The detailed artwork featured on each gable end wall at Gifford Park, where it joins Clerk Street, was finally completed last Sunday after months of preparation and planning.

But artist Kate George and her team of volunteers who worked tirelessly on the community masterpiece have been left disappointed after it emerged yesterday the painting, commissioned by the Southside Association, has been “tagged”.

Kate, a Leith-based graphic artist, said: “Taggers often consider themselves artists in their own way so I wouldn’t like to say they had vandalised the painting.

“Some people see tagging as an expression, it’s just disappointing they picked our artwork to place their work on.”
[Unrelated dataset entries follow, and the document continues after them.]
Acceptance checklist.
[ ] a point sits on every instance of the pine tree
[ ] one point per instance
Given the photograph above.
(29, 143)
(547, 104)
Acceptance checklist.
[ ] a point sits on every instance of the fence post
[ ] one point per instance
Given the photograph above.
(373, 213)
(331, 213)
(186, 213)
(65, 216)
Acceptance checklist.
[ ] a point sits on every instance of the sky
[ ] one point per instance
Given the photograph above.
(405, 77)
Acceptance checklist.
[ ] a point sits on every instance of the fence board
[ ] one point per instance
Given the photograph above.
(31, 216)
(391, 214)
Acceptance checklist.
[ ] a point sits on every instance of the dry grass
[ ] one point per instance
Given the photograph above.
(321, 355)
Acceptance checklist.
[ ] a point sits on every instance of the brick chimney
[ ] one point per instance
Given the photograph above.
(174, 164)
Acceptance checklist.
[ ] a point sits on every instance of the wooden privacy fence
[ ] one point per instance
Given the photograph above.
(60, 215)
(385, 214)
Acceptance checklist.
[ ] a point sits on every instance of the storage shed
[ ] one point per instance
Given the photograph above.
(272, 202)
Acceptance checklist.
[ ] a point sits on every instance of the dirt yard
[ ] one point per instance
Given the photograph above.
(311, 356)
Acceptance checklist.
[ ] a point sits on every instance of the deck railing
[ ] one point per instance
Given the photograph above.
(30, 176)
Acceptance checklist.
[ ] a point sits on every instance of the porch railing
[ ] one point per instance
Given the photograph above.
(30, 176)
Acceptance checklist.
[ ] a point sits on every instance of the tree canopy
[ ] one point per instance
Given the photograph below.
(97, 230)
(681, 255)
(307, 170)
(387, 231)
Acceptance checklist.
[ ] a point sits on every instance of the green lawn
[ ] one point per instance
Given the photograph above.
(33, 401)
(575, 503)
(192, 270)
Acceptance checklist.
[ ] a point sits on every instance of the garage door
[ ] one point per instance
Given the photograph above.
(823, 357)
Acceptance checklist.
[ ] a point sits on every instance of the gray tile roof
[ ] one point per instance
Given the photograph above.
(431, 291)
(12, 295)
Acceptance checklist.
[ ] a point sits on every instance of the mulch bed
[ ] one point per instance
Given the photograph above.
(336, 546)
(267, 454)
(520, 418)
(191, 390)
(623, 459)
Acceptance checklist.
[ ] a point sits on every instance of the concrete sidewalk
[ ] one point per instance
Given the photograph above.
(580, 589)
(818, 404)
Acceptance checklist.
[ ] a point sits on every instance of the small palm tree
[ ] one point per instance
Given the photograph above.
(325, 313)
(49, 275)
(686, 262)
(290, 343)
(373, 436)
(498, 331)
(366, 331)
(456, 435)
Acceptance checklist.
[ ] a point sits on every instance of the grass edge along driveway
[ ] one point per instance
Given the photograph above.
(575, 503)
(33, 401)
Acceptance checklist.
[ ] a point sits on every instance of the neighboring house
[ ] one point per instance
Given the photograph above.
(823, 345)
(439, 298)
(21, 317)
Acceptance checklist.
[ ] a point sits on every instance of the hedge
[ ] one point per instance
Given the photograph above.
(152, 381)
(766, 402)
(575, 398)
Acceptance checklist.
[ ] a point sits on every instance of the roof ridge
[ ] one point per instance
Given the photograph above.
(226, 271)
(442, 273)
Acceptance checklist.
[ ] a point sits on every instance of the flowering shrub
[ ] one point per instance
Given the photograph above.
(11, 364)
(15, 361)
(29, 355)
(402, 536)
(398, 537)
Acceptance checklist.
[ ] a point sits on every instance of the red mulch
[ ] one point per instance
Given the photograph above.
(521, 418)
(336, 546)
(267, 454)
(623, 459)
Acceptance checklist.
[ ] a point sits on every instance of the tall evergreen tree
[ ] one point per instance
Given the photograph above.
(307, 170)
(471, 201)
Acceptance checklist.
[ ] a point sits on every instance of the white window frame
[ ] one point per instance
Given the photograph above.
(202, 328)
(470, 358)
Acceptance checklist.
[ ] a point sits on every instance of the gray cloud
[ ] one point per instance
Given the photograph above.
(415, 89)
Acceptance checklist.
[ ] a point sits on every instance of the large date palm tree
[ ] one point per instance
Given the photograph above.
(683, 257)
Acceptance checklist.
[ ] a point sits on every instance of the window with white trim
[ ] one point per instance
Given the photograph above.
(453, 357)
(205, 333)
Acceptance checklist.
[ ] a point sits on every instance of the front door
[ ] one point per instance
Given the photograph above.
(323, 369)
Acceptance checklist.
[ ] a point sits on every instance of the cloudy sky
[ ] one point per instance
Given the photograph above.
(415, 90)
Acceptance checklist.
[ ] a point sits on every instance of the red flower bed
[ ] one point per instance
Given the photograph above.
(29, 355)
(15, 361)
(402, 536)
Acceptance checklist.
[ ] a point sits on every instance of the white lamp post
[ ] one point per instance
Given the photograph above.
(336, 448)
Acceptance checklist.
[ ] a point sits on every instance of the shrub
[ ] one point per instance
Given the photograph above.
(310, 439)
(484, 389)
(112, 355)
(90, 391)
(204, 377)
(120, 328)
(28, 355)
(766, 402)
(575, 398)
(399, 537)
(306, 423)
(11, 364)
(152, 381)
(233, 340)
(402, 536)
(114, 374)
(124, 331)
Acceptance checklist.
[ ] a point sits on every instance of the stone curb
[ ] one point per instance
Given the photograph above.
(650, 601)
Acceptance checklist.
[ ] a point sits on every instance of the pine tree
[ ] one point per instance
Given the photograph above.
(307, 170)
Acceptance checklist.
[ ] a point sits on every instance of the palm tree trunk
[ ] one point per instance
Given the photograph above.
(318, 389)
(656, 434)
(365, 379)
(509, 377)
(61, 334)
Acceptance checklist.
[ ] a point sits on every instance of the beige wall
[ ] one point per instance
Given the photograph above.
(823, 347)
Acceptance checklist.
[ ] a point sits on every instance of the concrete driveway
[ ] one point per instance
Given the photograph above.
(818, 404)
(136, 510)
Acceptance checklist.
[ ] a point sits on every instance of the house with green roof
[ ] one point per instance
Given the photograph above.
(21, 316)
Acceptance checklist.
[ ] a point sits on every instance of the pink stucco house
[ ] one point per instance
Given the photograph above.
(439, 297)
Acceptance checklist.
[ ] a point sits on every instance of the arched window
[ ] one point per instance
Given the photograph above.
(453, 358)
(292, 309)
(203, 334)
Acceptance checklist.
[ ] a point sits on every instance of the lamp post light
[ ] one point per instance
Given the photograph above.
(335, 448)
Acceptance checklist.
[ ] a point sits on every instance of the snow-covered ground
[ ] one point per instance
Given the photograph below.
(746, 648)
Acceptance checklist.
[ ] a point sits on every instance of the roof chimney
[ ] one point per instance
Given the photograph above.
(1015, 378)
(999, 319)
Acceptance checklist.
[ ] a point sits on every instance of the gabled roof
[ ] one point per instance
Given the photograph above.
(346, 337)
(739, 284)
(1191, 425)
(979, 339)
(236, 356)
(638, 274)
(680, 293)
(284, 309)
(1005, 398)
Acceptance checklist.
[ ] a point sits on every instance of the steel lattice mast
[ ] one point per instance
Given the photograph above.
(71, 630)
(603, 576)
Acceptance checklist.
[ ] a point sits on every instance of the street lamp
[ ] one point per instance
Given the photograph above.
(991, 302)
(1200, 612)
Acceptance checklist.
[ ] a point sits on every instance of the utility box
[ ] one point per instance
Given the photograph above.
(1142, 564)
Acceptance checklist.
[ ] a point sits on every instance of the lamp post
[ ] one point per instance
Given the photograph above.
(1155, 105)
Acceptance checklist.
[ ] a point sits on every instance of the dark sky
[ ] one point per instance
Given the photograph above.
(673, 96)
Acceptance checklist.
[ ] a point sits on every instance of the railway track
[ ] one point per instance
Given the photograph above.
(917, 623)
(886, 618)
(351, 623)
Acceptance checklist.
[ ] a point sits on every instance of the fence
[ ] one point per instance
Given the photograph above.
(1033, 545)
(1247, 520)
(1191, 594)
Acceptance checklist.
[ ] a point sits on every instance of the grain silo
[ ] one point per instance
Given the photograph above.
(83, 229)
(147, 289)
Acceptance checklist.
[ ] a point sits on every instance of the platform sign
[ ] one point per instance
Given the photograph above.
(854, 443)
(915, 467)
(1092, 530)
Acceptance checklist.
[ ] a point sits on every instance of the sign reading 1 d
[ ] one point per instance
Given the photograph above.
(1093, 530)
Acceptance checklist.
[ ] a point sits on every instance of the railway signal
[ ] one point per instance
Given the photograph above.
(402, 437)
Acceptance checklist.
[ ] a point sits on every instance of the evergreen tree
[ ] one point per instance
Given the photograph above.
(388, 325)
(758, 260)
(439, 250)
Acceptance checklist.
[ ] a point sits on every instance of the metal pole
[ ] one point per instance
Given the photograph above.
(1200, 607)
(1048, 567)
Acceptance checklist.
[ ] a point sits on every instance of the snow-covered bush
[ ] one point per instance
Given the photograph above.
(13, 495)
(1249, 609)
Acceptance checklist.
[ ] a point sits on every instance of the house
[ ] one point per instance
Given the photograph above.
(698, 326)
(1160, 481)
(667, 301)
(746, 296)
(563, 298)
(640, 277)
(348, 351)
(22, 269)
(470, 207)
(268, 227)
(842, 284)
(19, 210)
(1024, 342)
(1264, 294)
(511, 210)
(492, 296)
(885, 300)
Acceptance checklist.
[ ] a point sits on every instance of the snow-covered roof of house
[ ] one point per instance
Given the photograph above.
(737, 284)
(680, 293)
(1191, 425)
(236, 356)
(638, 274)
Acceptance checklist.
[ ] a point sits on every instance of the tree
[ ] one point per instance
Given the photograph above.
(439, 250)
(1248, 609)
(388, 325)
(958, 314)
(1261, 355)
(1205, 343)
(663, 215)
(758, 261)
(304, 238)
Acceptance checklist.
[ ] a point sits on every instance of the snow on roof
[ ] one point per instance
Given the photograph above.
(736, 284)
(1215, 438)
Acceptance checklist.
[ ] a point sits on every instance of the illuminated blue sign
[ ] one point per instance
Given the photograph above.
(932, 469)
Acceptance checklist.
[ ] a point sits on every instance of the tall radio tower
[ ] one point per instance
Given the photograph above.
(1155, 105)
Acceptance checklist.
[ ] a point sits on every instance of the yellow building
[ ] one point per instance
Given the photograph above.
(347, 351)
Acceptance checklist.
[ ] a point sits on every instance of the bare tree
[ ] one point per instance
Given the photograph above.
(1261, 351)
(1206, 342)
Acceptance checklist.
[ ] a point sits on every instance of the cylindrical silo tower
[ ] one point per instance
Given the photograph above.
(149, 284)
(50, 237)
Gifford Park forms part of the cycle route section – from the Meadows to the Innocent Railway Tunnel – which is still under construction.

The Southside Association said the work, understood to have cost around £5000, was “tagged” by “a boy and girl, not that young” who were interrupted and chased away by a local businessman.

Colin Christison, of the Southside Association, said: “Kate George and her team of volunteers worked tirelessly for over a week, dodging rainfall, and they were greatly encouraged by the positive comments and contributions from local residents and businesses, as well as from visitors to the area.

“It is very galling to discover that the mural has been ‘tagged’ already.”

He added: “Kate has murals elsewhere which have not been ‘tagged’ or sprayed with graffiti, and it was hoped that the Gifford Park mural would escape such attention, particularly as there was so much community involvement.

“She hopes that she will be able to repair the damage, and then apply a coat of anti-graffiti varnish over both the walls.”

Kate added: “I feel very lucky to have been given the opportunity to work on the wall.

“There was graffiti on the wall before we painted over it so perhaps those who have tagged it feel like we have put our work on top of theirs. It’s not about marking walls, it’s about changing the environment.”